A focused talent programme could go a long way. Even a two-month boot camp, a serious GPU cluster and training time could potentially bring skilled Master’s graduates up to a level which would be great for doing proper frontier AI training.
What about an elephant in the room? A twenty-fold increase in compute capacity won’t appear in the UK overnight, especially given the constraints that need to be overcome to get supercomputers built. What are your thoughts on this?
Certainly, this much compute is going to be bottlenecked by energy. You’re going to have to think very carefully about the right sites and likely make some sacrifices on location to find the right energy viability. It’s probably not going to be possible to do it all with green energy either, because solar and wind are not baseload power sources, and their location constraints limit the options too much.
Also, as you say, it takes time to build data centres. It is possible to speed up construction to some degree – for example, Isambard-AI in Bristol, which is the first big cluster of NVIDIA GPUs for AI research in the AIRR, is a modular data centre. Essentially, different parts of the data centre are shipped in containers and then connected together. This approach makes it very fast to construct, but slightly less efficient in some ways. It’s not quite as ideal a setup as having a big warehouse with all GPUs inside.
V. Driving the AI Opportunities Action Plan with long-term foresight
If you were advising the DSIT Secretary of State Peter Kyle on AI policy right now, what would be your top advice?
Looking ahead to the next five years, the main high-level point is not to take for granted that US-aligned allies will get unfettered access to the most capable AI systems which could have the biggest benefits for the UK economy.
There will be many incentives, which also motivate many aspects of the AI Opportunities Action Plan, for compute sovereignty in various forms. The UK is in a good position and moving in the right direction. It’s important to keep in mind the substantial risk that widespread benefits from AI in terms of productivity could be severely bottlenecked by compute resources, which in turn could be constrained by energy.
Other potential bottlenecks to seeing widespread benefits include access to models and political engagement with the US on AI governance. On a strategic level, I would prefer the UK to align more closely with the US than with the EU here.

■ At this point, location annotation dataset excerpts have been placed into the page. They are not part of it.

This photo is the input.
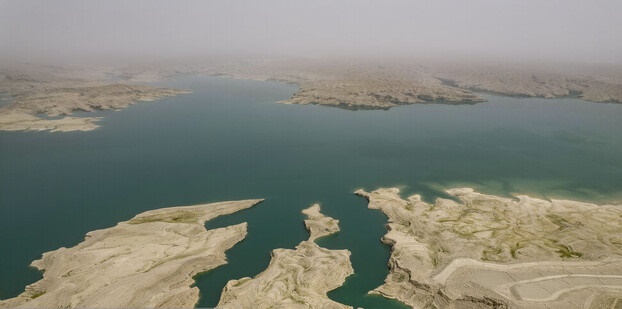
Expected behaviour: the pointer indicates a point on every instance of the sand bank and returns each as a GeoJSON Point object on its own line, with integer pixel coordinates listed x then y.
{"type": "Point", "coordinates": [146, 262]}
{"type": "Point", "coordinates": [296, 278]}
{"type": "Point", "coordinates": [493, 252]}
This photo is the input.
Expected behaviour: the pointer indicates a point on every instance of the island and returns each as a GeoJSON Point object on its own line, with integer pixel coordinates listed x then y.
{"type": "Point", "coordinates": [485, 251]}
{"type": "Point", "coordinates": [148, 261]}
{"type": "Point", "coordinates": [296, 278]}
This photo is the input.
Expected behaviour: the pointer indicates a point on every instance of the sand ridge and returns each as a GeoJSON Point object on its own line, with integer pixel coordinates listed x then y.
{"type": "Point", "coordinates": [493, 252]}
{"type": "Point", "coordinates": [145, 262]}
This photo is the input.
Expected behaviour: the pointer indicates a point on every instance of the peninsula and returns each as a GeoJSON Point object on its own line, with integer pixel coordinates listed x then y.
{"type": "Point", "coordinates": [46, 101]}
{"type": "Point", "coordinates": [146, 262]}
{"type": "Point", "coordinates": [492, 252]}
{"type": "Point", "coordinates": [296, 278]}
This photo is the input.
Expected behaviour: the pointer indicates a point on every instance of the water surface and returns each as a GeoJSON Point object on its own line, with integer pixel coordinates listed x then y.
{"type": "Point", "coordinates": [229, 140]}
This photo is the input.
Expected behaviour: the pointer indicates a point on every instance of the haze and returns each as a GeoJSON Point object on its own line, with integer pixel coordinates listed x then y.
{"type": "Point", "coordinates": [576, 30]}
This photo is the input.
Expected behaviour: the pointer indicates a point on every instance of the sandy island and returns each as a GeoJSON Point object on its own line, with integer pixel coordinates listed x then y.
{"type": "Point", "coordinates": [146, 262]}
{"type": "Point", "coordinates": [493, 252]}
{"type": "Point", "coordinates": [296, 278]}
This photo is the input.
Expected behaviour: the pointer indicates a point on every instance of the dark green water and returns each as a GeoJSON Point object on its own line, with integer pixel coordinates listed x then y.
{"type": "Point", "coordinates": [229, 140]}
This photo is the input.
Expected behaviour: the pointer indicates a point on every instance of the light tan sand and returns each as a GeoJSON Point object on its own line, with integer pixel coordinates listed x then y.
{"type": "Point", "coordinates": [296, 278]}
{"type": "Point", "coordinates": [494, 252]}
{"type": "Point", "coordinates": [146, 262]}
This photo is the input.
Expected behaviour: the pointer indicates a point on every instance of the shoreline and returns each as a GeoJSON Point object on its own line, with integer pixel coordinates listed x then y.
{"type": "Point", "coordinates": [147, 261]}
{"type": "Point", "coordinates": [499, 252]}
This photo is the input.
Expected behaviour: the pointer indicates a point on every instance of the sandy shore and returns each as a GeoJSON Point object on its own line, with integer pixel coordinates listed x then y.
{"type": "Point", "coordinates": [493, 252]}
{"type": "Point", "coordinates": [386, 83]}
{"type": "Point", "coordinates": [60, 94]}
{"type": "Point", "coordinates": [296, 278]}
{"type": "Point", "coordinates": [146, 262]}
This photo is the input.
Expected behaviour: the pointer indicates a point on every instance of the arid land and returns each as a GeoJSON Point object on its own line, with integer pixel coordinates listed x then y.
{"type": "Point", "coordinates": [345, 83]}
{"type": "Point", "coordinates": [146, 262]}
{"type": "Point", "coordinates": [493, 252]}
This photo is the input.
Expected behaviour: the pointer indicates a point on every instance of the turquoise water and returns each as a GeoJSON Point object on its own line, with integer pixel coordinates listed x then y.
{"type": "Point", "coordinates": [229, 140]}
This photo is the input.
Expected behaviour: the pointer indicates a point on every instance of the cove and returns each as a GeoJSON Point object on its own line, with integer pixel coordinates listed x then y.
{"type": "Point", "coordinates": [230, 140]}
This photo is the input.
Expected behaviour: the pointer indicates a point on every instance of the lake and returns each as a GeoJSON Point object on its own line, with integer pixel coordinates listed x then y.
{"type": "Point", "coordinates": [230, 140]}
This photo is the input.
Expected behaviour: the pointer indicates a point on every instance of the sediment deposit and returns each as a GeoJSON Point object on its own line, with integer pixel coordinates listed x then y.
{"type": "Point", "coordinates": [492, 252]}
{"type": "Point", "coordinates": [296, 278]}
{"type": "Point", "coordinates": [146, 262]}
{"type": "Point", "coordinates": [37, 94]}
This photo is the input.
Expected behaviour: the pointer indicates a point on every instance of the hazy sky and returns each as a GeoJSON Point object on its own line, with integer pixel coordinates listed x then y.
{"type": "Point", "coordinates": [556, 29]}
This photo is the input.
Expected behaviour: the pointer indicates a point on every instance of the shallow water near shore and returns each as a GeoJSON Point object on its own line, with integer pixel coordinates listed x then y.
{"type": "Point", "coordinates": [230, 140]}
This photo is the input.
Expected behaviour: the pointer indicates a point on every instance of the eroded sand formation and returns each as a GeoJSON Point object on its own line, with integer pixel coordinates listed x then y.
{"type": "Point", "coordinates": [37, 94]}
{"type": "Point", "coordinates": [493, 252]}
{"type": "Point", "coordinates": [296, 278]}
{"type": "Point", "coordinates": [146, 262]}
{"type": "Point", "coordinates": [386, 83]}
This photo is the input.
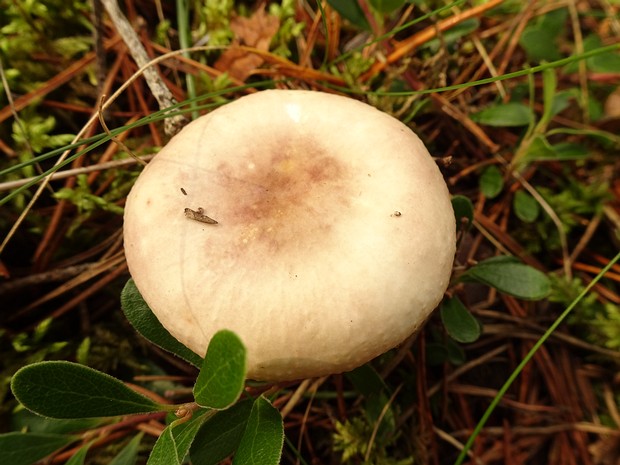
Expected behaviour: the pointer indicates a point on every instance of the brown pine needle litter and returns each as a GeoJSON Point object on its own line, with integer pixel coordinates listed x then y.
{"type": "Point", "coordinates": [520, 99]}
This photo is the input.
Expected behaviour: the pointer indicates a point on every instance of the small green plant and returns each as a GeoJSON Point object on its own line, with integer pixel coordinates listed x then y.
{"type": "Point", "coordinates": [223, 419]}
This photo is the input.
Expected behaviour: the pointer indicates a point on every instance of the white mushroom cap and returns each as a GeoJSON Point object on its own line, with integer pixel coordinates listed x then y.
{"type": "Point", "coordinates": [335, 235]}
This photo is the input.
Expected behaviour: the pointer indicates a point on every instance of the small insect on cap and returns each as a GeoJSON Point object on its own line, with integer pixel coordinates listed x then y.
{"type": "Point", "coordinates": [316, 227]}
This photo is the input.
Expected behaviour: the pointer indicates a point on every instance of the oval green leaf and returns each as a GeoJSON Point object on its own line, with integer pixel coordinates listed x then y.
{"type": "Point", "coordinates": [220, 436]}
{"type": "Point", "coordinates": [174, 442]}
{"type": "Point", "coordinates": [491, 182]}
{"type": "Point", "coordinates": [262, 440]}
{"type": "Point", "coordinates": [222, 376]}
{"type": "Point", "coordinates": [61, 389]}
{"type": "Point", "coordinates": [28, 448]}
{"type": "Point", "coordinates": [80, 456]}
{"type": "Point", "coordinates": [526, 207]}
{"type": "Point", "coordinates": [129, 453]}
{"type": "Point", "coordinates": [460, 324]}
{"type": "Point", "coordinates": [511, 277]}
{"type": "Point", "coordinates": [146, 323]}
{"type": "Point", "coordinates": [505, 115]}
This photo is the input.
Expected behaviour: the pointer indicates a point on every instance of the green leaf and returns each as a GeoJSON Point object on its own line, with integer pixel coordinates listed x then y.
{"type": "Point", "coordinates": [222, 375]}
{"type": "Point", "coordinates": [526, 207]}
{"type": "Point", "coordinates": [539, 40]}
{"type": "Point", "coordinates": [491, 182]}
{"type": "Point", "coordinates": [460, 324]}
{"type": "Point", "coordinates": [263, 437]}
{"type": "Point", "coordinates": [508, 275]}
{"type": "Point", "coordinates": [146, 323]}
{"type": "Point", "coordinates": [174, 442]}
{"type": "Point", "coordinates": [505, 115]}
{"type": "Point", "coordinates": [80, 456]}
{"type": "Point", "coordinates": [463, 210]}
{"type": "Point", "coordinates": [28, 448]}
{"type": "Point", "coordinates": [61, 389]}
{"type": "Point", "coordinates": [220, 435]}
{"type": "Point", "coordinates": [351, 11]}
{"type": "Point", "coordinates": [25, 420]}
{"type": "Point", "coordinates": [129, 453]}
{"type": "Point", "coordinates": [387, 6]}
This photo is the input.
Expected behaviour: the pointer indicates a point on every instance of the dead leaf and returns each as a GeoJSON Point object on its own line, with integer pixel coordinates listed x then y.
{"type": "Point", "coordinates": [255, 31]}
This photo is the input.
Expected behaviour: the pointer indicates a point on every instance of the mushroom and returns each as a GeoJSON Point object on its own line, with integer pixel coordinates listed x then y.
{"type": "Point", "coordinates": [316, 227]}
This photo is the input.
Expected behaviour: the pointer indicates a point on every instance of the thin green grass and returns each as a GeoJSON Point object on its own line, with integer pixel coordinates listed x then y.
{"type": "Point", "coordinates": [517, 371]}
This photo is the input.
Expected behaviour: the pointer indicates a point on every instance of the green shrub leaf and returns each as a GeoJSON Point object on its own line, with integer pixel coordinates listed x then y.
{"type": "Point", "coordinates": [28, 448]}
{"type": "Point", "coordinates": [262, 440]}
{"type": "Point", "coordinates": [526, 207]}
{"type": "Point", "coordinates": [174, 442]}
{"type": "Point", "coordinates": [510, 276]}
{"type": "Point", "coordinates": [460, 324]}
{"type": "Point", "coordinates": [505, 115]}
{"type": "Point", "coordinates": [463, 210]}
{"type": "Point", "coordinates": [221, 434]}
{"type": "Point", "coordinates": [61, 389]}
{"type": "Point", "coordinates": [129, 453]}
{"type": "Point", "coordinates": [386, 6]}
{"type": "Point", "coordinates": [351, 11]}
{"type": "Point", "coordinates": [80, 456]}
{"type": "Point", "coordinates": [222, 375]}
{"type": "Point", "coordinates": [491, 182]}
{"type": "Point", "coordinates": [146, 323]}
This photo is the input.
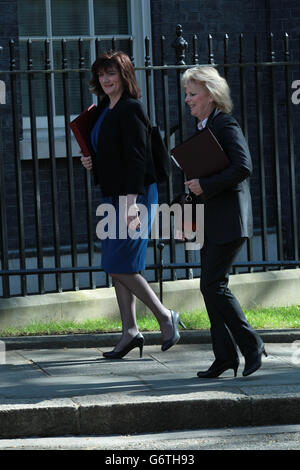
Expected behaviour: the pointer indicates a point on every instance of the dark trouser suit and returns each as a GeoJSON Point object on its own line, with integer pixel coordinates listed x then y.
{"type": "Point", "coordinates": [229, 326]}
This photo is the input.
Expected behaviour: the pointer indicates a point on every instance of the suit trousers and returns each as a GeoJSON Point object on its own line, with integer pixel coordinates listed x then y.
{"type": "Point", "coordinates": [229, 326]}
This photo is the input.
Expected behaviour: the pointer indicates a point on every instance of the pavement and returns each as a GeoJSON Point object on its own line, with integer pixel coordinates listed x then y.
{"type": "Point", "coordinates": [61, 385]}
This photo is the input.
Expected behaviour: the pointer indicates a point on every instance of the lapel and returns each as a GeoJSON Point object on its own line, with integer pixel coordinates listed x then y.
{"type": "Point", "coordinates": [212, 116]}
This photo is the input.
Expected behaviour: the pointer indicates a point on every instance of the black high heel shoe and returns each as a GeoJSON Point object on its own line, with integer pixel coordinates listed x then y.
{"type": "Point", "coordinates": [176, 336]}
{"type": "Point", "coordinates": [136, 342]}
{"type": "Point", "coordinates": [253, 361]}
{"type": "Point", "coordinates": [217, 368]}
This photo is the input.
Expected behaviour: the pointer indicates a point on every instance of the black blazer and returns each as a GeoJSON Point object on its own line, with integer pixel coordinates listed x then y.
{"type": "Point", "coordinates": [227, 199]}
{"type": "Point", "coordinates": [123, 162]}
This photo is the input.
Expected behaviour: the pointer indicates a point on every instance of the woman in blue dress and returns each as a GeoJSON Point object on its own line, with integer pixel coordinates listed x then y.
{"type": "Point", "coordinates": [122, 165]}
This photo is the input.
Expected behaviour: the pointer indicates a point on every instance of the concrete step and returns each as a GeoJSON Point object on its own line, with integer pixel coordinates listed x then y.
{"type": "Point", "coordinates": [74, 391]}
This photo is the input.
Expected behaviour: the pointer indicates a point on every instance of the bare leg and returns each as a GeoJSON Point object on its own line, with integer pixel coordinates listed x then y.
{"type": "Point", "coordinates": [127, 303]}
{"type": "Point", "coordinates": [139, 287]}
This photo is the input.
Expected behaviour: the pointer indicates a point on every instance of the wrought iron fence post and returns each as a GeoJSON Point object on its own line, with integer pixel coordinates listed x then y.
{"type": "Point", "coordinates": [181, 45]}
{"type": "Point", "coordinates": [3, 225]}
{"type": "Point", "coordinates": [161, 246]}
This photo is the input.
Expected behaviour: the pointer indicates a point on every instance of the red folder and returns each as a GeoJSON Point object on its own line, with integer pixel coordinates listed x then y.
{"type": "Point", "coordinates": [81, 127]}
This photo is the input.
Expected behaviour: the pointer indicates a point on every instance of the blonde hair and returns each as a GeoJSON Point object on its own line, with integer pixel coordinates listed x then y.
{"type": "Point", "coordinates": [216, 85]}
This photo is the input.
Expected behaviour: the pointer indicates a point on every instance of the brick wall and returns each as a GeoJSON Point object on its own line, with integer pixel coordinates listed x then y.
{"type": "Point", "coordinates": [254, 17]}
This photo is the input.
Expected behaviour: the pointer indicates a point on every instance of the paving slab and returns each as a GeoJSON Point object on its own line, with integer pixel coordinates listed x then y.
{"type": "Point", "coordinates": [51, 392]}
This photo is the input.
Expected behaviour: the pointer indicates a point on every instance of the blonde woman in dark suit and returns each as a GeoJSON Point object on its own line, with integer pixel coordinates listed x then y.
{"type": "Point", "coordinates": [227, 222]}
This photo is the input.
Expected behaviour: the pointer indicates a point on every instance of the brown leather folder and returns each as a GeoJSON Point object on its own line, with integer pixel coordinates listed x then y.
{"type": "Point", "coordinates": [200, 155]}
{"type": "Point", "coordinates": [81, 128]}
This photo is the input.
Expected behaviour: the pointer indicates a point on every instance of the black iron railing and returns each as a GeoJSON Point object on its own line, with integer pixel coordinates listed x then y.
{"type": "Point", "coordinates": [261, 89]}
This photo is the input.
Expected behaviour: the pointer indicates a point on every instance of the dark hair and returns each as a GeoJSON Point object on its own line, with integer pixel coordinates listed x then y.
{"type": "Point", "coordinates": [123, 64]}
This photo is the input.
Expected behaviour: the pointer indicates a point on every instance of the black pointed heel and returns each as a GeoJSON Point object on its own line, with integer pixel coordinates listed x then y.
{"type": "Point", "coordinates": [253, 361]}
{"type": "Point", "coordinates": [217, 368]}
{"type": "Point", "coordinates": [176, 336]}
{"type": "Point", "coordinates": [137, 342]}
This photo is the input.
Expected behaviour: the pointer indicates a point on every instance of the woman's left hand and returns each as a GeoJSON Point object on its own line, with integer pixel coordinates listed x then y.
{"type": "Point", "coordinates": [194, 186]}
{"type": "Point", "coordinates": [133, 220]}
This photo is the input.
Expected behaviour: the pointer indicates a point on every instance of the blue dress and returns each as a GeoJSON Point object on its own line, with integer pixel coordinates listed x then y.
{"type": "Point", "coordinates": [124, 250]}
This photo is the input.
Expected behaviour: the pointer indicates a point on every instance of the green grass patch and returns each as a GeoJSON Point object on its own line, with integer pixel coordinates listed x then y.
{"type": "Point", "coordinates": [260, 318]}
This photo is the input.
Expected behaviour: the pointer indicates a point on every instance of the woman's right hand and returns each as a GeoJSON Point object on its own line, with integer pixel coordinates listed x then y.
{"type": "Point", "coordinates": [87, 162]}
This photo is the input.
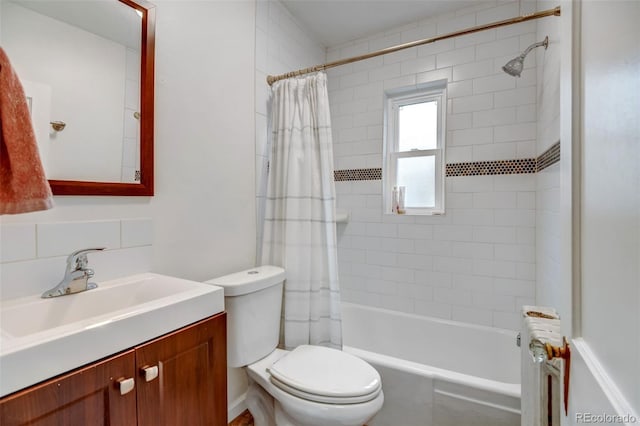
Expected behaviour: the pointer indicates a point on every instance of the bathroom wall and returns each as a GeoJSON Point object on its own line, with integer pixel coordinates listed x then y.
{"type": "Point", "coordinates": [475, 263]}
{"type": "Point", "coordinates": [203, 213]}
{"type": "Point", "coordinates": [548, 259]}
{"type": "Point", "coordinates": [609, 246]}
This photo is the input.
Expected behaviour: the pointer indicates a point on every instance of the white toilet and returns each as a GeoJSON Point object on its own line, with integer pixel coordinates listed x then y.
{"type": "Point", "coordinates": [309, 386]}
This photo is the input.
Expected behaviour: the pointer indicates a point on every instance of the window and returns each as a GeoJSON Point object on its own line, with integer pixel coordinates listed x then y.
{"type": "Point", "coordinates": [414, 147]}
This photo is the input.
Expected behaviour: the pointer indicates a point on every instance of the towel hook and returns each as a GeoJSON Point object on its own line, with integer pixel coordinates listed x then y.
{"type": "Point", "coordinates": [58, 126]}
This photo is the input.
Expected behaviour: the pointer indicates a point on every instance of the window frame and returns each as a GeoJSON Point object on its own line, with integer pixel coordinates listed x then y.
{"type": "Point", "coordinates": [393, 100]}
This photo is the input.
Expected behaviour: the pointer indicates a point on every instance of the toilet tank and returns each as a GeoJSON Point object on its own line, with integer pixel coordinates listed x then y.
{"type": "Point", "coordinates": [252, 299]}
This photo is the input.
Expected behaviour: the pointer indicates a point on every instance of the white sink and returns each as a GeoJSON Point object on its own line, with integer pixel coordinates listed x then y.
{"type": "Point", "coordinates": [40, 338]}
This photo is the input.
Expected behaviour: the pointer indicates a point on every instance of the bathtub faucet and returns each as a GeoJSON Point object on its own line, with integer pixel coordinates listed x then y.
{"type": "Point", "coordinates": [76, 276]}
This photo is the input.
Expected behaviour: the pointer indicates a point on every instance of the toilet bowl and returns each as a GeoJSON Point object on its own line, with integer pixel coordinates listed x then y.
{"type": "Point", "coordinates": [308, 386]}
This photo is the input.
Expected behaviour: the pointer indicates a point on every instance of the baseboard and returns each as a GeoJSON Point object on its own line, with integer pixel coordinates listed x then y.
{"type": "Point", "coordinates": [236, 407]}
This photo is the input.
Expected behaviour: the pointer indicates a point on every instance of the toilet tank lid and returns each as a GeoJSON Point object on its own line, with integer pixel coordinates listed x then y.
{"type": "Point", "coordinates": [249, 281]}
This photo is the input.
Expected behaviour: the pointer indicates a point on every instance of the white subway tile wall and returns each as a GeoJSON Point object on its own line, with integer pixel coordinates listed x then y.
{"type": "Point", "coordinates": [33, 256]}
{"type": "Point", "coordinates": [548, 180]}
{"type": "Point", "coordinates": [476, 263]}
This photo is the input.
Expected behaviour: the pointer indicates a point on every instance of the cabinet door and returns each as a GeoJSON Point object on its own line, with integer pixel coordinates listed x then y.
{"type": "Point", "coordinates": [191, 383]}
{"type": "Point", "coordinates": [87, 396]}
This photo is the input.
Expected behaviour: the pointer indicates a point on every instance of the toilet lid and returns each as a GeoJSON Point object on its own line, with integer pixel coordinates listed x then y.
{"type": "Point", "coordinates": [326, 375]}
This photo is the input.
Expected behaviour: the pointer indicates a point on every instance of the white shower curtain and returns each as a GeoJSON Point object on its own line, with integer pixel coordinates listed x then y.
{"type": "Point", "coordinates": [299, 230]}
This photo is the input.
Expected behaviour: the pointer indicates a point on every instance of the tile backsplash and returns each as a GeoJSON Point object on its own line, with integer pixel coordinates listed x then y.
{"type": "Point", "coordinates": [33, 256]}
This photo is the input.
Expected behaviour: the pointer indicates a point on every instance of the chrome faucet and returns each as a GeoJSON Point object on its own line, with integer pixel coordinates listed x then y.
{"type": "Point", "coordinates": [76, 277]}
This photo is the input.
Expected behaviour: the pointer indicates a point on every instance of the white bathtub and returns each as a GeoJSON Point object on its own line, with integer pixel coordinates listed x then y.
{"type": "Point", "coordinates": [436, 372]}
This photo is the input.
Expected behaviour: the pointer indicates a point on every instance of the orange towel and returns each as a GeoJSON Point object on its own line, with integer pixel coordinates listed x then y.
{"type": "Point", "coordinates": [23, 185]}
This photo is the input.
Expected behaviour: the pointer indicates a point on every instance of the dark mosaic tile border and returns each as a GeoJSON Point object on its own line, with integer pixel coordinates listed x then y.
{"type": "Point", "coordinates": [501, 167]}
{"type": "Point", "coordinates": [476, 168]}
{"type": "Point", "coordinates": [357, 174]}
{"type": "Point", "coordinates": [549, 157]}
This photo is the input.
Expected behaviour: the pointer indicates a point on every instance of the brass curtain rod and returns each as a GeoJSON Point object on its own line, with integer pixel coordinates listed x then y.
{"type": "Point", "coordinates": [518, 19]}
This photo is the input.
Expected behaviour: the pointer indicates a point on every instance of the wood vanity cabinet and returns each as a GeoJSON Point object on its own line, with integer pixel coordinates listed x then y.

What do you think is the most interesting recommendation in the AI Opportunities Action Plan that we haven’t discussed yet?
It proposes to establish an internal headhunting capability on par with top AI firms to bring a small number of elite individuals to the UK. The aim is to recruit top talent for the AISI, the proposed UK Sovereign AI unit, other public AI labs, or UK-based companies.
This approach makes sense from an economic perspective. A significant amount of economic value is often created by a surprisingly small number of highly talented individuals who are the best researchers, engineers, founders, or leaders in their fields. Attracting even a relatively small number of these people to the UK could have substantial long-term economic benefits.
We ask all our guests the same closing question: what’s one interesting thing you’ve read or listened to recently that you’d like to share with our readers?
Try listening to Tyler Cowen’s recent podcast with Dwarkesh Patel, discussing the economic impacts of AI. It’s a nice contrast between Dwarkesh, who is very bullish, and Tyler, who is on the very sceptical end of the discussion.